Likewise, fluctuations in metabolic status exert major effects on immunotherapy among several solid cancer types. With respect to melanoma, Harel et al. discovered lipid metabolism can enhance tumor antigen presentation and thus improve response to ICI therapy [73]. Interestingly, a metabolic-tumor-stroma score (MeTS) system has recently been proposed, which may guide cancer immunotherapy across cancer types. Based on varied cellular and metabolic heterogeneity, cancers including breast cancer, pancreatic cancer, and colon cancer are classified into four subtypes although the sample size is quite limited [74]. Further, through metabolomic profiling, Gong and her team were able to classify triple-negative breast cancer patients into three subgroups which showed different sensitivity to current therapy [75]. These findings further proved that the intrinsic metabolic status of tumors could be utilized for therapeutic guidance.

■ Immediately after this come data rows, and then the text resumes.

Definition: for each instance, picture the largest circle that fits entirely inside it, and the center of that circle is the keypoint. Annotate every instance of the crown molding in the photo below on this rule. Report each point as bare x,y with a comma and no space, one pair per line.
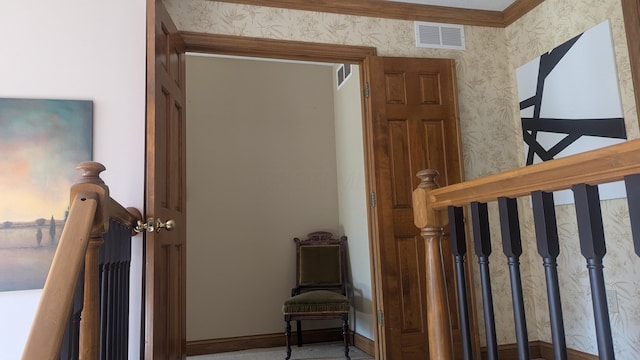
388,10
404,11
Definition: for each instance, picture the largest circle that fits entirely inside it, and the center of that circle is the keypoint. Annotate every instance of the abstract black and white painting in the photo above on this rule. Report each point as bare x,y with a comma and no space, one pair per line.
570,101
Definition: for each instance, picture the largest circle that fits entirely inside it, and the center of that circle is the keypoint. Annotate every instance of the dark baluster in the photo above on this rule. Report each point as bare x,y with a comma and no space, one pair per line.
482,244
632,183
125,295
512,248
592,246
70,349
459,250
544,215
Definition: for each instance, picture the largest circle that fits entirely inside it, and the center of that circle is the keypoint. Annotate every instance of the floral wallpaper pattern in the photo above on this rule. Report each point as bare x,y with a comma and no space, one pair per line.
491,139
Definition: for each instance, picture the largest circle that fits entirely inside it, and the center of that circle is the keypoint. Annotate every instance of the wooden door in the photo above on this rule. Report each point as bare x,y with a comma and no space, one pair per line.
414,126
165,253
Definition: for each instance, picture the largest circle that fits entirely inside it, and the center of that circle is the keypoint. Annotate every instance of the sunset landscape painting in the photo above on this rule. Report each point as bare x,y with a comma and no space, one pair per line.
41,143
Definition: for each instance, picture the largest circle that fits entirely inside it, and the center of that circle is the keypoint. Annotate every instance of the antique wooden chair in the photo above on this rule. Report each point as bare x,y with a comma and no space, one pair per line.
321,285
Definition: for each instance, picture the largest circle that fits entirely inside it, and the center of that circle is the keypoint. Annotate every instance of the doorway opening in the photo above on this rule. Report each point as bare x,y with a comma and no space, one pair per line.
252,167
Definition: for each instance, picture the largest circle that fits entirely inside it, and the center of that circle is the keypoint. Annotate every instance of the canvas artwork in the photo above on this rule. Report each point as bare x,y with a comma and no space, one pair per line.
41,143
570,102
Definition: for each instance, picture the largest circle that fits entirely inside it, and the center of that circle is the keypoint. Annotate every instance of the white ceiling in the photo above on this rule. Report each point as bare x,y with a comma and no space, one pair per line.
496,5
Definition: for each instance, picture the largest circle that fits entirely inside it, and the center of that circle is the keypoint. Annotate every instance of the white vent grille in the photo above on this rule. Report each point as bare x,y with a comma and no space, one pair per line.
440,36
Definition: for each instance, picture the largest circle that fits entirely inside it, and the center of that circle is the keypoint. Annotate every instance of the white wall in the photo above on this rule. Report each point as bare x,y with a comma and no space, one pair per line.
352,198
87,50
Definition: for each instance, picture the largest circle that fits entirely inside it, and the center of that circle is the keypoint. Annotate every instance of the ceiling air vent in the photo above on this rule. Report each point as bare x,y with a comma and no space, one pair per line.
440,36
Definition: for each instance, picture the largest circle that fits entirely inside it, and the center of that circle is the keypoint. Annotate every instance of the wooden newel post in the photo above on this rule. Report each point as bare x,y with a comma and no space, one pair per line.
90,318
430,223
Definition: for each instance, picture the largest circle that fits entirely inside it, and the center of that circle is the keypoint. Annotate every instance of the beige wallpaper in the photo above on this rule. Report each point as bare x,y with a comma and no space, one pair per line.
490,129
528,38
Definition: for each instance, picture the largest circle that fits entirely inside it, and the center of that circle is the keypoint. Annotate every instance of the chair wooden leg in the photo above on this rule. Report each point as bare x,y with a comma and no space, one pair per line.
287,333
345,335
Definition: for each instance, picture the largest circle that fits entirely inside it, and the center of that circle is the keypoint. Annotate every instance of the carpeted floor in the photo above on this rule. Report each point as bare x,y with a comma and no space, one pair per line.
307,352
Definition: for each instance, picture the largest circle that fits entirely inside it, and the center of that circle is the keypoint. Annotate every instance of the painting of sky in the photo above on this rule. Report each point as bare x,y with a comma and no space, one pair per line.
41,143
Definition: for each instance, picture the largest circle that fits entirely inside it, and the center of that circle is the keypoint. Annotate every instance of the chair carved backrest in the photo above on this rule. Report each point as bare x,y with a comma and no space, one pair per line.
321,263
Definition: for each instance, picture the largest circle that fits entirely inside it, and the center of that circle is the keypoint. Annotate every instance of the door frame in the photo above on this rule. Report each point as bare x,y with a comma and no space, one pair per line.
231,45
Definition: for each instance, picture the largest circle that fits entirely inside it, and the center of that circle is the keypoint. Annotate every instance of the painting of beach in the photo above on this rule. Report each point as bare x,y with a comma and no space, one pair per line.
41,143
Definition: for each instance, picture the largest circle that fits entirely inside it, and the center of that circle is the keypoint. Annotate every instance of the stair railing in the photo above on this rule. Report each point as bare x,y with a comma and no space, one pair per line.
90,214
434,207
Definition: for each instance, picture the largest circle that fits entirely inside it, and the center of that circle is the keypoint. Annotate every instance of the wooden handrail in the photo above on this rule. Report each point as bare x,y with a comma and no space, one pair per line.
90,212
595,167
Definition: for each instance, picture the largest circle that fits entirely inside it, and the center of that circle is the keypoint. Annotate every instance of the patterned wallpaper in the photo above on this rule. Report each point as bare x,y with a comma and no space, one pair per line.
528,38
490,129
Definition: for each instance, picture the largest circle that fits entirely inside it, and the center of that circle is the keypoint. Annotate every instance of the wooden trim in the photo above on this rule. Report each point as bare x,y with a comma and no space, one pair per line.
598,166
388,10
631,12
546,352
518,9
271,48
215,346
537,350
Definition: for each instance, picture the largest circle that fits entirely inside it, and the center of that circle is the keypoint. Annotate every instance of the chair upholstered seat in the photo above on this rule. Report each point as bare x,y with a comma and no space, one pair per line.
318,301
321,286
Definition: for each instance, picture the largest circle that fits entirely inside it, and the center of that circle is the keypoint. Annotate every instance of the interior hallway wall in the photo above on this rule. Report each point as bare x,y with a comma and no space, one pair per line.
352,197
261,170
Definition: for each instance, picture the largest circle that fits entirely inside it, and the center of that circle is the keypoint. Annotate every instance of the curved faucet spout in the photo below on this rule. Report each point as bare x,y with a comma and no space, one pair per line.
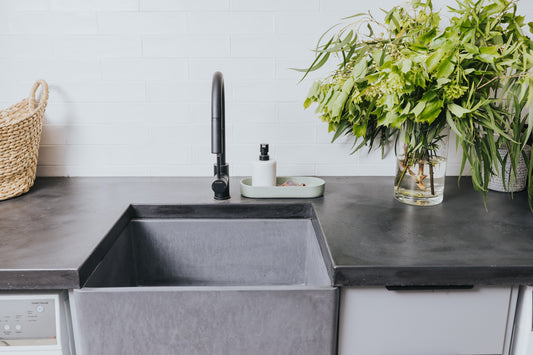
218,138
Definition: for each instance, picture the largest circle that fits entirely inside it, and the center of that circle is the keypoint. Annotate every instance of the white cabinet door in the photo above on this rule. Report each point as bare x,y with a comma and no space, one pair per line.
376,321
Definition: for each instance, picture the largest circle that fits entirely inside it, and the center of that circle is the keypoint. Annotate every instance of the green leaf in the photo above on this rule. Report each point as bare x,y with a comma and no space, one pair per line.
488,54
433,60
406,65
471,48
417,110
359,70
452,125
458,111
445,69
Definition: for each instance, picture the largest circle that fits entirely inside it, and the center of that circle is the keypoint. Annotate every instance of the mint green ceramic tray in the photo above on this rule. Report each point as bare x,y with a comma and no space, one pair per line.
314,187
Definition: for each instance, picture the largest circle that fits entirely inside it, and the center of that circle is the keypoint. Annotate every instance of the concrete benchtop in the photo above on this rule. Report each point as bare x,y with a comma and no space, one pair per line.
48,234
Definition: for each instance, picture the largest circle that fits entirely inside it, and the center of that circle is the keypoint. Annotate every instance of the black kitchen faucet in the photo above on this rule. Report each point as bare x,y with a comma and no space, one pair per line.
218,139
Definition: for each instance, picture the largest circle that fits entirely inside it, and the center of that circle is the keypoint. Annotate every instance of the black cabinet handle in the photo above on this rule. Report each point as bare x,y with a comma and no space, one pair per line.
429,287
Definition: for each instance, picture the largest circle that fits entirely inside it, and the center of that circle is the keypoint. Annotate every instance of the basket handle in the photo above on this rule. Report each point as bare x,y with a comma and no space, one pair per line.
44,95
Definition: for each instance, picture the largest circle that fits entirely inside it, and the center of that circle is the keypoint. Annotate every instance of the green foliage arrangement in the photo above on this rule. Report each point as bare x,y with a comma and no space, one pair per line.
409,75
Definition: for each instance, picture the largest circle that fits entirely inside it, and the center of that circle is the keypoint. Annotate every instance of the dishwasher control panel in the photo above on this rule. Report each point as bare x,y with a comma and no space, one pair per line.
27,321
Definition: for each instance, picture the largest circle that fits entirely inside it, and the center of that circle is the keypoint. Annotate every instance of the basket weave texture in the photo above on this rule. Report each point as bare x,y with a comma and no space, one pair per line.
20,135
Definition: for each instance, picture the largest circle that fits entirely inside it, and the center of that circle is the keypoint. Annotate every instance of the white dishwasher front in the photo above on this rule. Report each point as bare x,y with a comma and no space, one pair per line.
523,327
35,323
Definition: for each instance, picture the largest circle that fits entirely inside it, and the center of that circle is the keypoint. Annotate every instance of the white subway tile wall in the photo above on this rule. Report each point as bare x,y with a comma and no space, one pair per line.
130,83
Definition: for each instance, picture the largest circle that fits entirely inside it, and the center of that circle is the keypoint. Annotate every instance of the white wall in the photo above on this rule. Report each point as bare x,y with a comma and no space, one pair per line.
130,83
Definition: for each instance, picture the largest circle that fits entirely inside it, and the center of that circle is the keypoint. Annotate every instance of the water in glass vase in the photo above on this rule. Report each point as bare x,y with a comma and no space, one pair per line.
420,184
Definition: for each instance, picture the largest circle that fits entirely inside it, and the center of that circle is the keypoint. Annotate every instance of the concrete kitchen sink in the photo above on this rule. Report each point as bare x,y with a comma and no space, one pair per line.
209,279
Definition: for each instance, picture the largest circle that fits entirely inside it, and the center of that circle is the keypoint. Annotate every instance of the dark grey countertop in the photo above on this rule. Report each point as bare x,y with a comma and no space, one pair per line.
47,234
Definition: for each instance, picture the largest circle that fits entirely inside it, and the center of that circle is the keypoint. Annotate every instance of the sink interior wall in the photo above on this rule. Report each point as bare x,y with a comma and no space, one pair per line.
203,252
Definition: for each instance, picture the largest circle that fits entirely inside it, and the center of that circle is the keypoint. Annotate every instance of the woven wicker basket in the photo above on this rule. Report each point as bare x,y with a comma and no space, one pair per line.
20,134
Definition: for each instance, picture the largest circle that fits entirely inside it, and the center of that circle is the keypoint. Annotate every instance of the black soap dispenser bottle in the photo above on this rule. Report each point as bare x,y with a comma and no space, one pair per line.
264,170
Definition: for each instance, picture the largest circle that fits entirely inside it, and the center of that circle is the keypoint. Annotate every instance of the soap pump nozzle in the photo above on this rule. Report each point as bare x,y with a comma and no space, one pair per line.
263,148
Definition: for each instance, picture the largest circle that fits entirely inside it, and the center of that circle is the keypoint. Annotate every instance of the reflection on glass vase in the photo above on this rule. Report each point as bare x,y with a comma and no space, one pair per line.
420,177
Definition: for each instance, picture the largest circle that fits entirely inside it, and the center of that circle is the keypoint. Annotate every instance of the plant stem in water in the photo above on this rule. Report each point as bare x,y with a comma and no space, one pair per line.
431,182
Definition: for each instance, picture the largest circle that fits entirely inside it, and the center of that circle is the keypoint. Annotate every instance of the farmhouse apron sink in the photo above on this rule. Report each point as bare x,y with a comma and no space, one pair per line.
209,279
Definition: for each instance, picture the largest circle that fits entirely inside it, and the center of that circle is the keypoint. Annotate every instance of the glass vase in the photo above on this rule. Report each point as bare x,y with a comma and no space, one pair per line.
419,179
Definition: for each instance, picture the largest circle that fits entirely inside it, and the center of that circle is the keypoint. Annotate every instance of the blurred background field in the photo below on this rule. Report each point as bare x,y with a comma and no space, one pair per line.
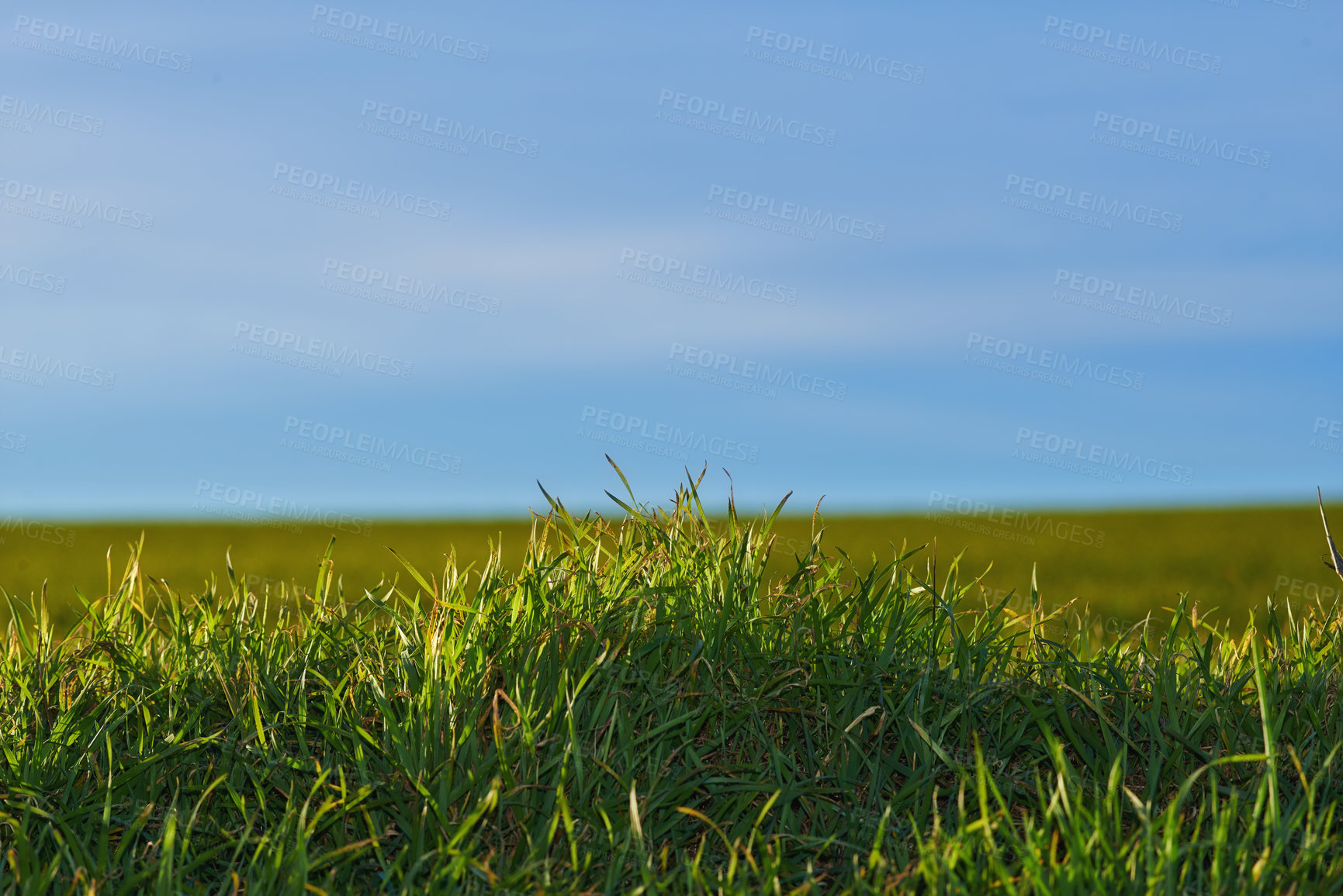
1120,563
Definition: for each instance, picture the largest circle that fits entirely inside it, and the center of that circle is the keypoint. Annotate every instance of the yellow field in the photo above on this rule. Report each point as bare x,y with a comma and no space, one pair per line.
1122,563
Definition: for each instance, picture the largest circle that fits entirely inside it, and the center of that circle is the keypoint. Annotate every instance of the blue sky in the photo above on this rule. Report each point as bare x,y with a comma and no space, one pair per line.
1033,254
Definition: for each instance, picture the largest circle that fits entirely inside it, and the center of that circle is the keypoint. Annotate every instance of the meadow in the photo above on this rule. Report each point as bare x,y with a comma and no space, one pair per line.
663,701
1123,565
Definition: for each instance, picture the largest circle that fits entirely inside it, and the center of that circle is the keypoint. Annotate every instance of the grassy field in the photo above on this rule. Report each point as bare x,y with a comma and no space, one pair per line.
1123,565
650,705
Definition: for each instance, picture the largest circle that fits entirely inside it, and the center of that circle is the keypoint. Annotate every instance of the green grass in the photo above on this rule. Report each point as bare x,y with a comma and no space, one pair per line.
1225,559
644,705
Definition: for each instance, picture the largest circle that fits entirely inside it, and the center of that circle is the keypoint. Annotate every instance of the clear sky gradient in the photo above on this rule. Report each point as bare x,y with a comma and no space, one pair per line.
407,260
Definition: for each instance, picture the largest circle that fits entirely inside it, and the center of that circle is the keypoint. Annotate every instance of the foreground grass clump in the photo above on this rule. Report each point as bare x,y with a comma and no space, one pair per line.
641,708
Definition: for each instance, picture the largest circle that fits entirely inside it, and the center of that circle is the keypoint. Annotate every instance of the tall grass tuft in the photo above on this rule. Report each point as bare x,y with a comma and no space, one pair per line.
641,710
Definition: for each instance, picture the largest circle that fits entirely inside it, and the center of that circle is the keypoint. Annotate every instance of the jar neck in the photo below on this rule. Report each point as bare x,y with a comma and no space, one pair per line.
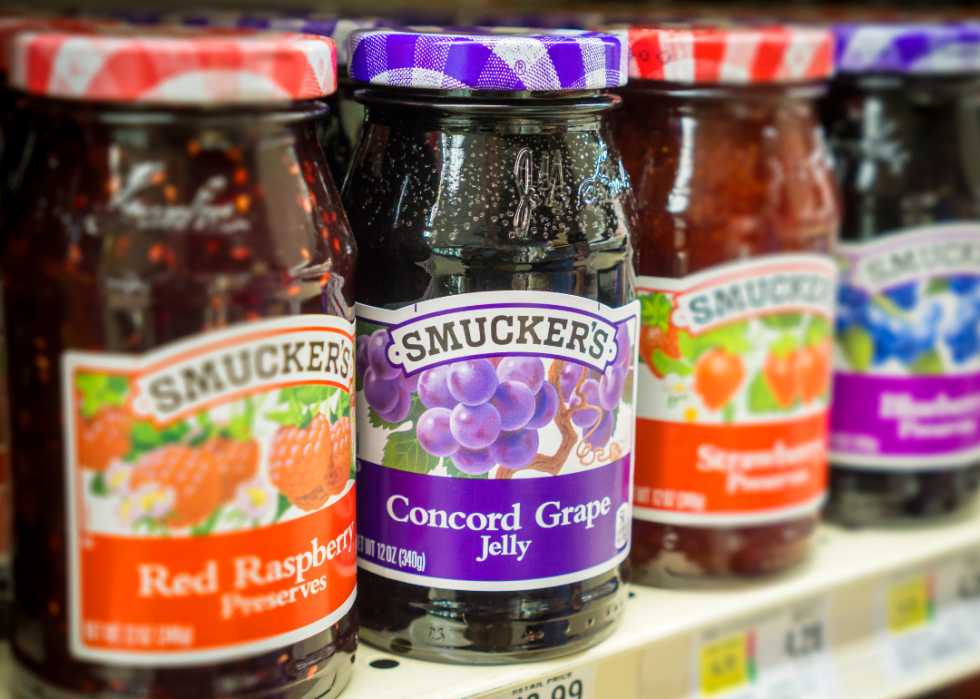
444,109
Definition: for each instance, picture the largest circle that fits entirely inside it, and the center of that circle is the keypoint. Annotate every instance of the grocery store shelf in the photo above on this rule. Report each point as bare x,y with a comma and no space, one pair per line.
883,638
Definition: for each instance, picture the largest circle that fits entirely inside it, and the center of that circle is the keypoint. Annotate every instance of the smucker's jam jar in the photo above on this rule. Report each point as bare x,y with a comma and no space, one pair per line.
737,215
178,288
903,117
496,319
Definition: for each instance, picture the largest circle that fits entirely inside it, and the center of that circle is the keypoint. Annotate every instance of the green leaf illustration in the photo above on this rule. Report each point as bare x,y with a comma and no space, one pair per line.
783,321
456,473
761,399
403,452
729,337
817,330
655,310
668,365
859,348
927,363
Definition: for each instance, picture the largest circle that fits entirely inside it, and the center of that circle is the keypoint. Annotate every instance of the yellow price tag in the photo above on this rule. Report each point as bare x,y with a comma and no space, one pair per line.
728,663
910,604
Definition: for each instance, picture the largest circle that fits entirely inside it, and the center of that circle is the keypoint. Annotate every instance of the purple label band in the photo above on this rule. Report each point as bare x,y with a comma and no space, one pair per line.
918,422
473,534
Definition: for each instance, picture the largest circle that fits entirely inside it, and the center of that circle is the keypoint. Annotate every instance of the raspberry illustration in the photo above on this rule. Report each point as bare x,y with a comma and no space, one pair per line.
103,439
194,476
237,462
313,500
299,457
339,471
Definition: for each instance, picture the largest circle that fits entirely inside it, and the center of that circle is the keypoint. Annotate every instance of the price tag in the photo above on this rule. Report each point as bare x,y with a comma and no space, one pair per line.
574,684
778,655
930,617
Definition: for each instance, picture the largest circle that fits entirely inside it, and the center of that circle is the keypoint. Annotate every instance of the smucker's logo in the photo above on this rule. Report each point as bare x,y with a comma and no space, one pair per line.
514,329
805,285
176,382
929,252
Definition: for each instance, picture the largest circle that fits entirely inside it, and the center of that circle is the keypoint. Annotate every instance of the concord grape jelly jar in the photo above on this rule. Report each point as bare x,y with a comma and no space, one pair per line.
903,117
178,291
496,324
738,212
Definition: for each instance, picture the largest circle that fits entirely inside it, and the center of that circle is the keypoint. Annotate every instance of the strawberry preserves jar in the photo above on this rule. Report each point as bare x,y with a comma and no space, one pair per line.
902,117
737,216
496,324
178,288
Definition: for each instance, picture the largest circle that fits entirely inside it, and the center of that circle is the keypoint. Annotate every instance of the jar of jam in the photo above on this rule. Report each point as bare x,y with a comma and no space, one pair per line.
902,117
738,211
496,324
178,296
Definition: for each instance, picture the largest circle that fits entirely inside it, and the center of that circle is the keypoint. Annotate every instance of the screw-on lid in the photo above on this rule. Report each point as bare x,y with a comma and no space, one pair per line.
174,66
735,55
452,59
914,48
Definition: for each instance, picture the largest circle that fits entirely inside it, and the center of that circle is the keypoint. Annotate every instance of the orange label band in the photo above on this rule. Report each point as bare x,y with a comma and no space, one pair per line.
704,473
202,593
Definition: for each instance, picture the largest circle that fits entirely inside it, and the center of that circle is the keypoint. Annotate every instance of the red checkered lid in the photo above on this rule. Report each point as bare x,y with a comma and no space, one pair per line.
736,55
174,66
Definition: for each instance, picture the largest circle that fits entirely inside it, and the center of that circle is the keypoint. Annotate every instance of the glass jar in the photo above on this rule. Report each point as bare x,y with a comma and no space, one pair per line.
904,122
178,295
737,215
494,222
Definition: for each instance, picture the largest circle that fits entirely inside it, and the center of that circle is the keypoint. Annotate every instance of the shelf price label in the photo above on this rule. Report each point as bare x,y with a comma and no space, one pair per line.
574,684
777,655
727,664
929,617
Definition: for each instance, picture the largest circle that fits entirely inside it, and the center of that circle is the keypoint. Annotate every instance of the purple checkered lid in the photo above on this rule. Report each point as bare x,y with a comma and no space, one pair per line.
513,59
916,48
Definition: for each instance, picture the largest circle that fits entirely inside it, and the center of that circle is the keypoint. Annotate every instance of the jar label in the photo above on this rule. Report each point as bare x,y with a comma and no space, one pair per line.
907,359
495,439
210,493
733,392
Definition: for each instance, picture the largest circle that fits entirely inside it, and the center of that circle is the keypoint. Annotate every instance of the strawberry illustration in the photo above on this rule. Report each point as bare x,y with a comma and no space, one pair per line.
237,460
339,471
103,438
192,474
717,376
653,338
300,456
780,373
812,368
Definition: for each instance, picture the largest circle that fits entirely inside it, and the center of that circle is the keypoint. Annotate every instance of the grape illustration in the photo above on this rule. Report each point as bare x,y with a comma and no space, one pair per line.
434,388
515,403
403,406
515,450
475,462
434,433
587,416
361,357
473,381
378,355
611,388
545,407
527,370
380,394
475,426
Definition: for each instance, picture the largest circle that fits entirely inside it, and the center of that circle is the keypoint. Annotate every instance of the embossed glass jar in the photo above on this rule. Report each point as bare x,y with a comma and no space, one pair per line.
483,179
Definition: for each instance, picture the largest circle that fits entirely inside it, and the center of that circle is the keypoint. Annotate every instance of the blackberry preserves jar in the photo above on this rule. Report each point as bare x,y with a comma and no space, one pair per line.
496,319
738,212
179,304
903,116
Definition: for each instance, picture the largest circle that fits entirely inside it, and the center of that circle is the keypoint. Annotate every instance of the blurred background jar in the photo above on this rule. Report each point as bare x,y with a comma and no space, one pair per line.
903,117
738,211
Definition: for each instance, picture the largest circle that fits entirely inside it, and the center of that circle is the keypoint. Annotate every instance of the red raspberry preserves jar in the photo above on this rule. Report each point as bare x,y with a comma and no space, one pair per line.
737,214
178,289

The IMvigor210, E-MTAB-3218, and E-MTAB-3267 datasets were assessed for patients receiving ICI therapy and anti-VEGF therapy. We noticed that the MTB score was significantly raised in patients who responded to ICI therapy and anti-VEGF therapy and proved its predictive utility. Overall, this implies that ICI therapy and anti-VEGF agents might be helpful in cases with high MTB scores. Therefore, deepening the understanding of cancer immunotherapy, perfecting existing biomarkers, and developing new tumor markers are important development directions for immunotherapy in the future. We look forward to further research or optimization of different combination schemes through the exploration of advantageous populations and biomarkers.

5. Conclusions

In conclusion, we comprehensively investigated the metabolic aspects of ccRCC, presenting a clear understanding of the immune response and metabolic variations in the TCGA RCC cohort. Variations in MTB scores were associated with cancer heterogeneity, treatment regimen, and clinical outcomes. Hence, the evaluation of tumor MTB scores conducted by our research has critical clinical indications. In addition, the results will help in the classification of fitting applicants for personalized medical treatment and improve the clinical benefits of patients with ccRCC.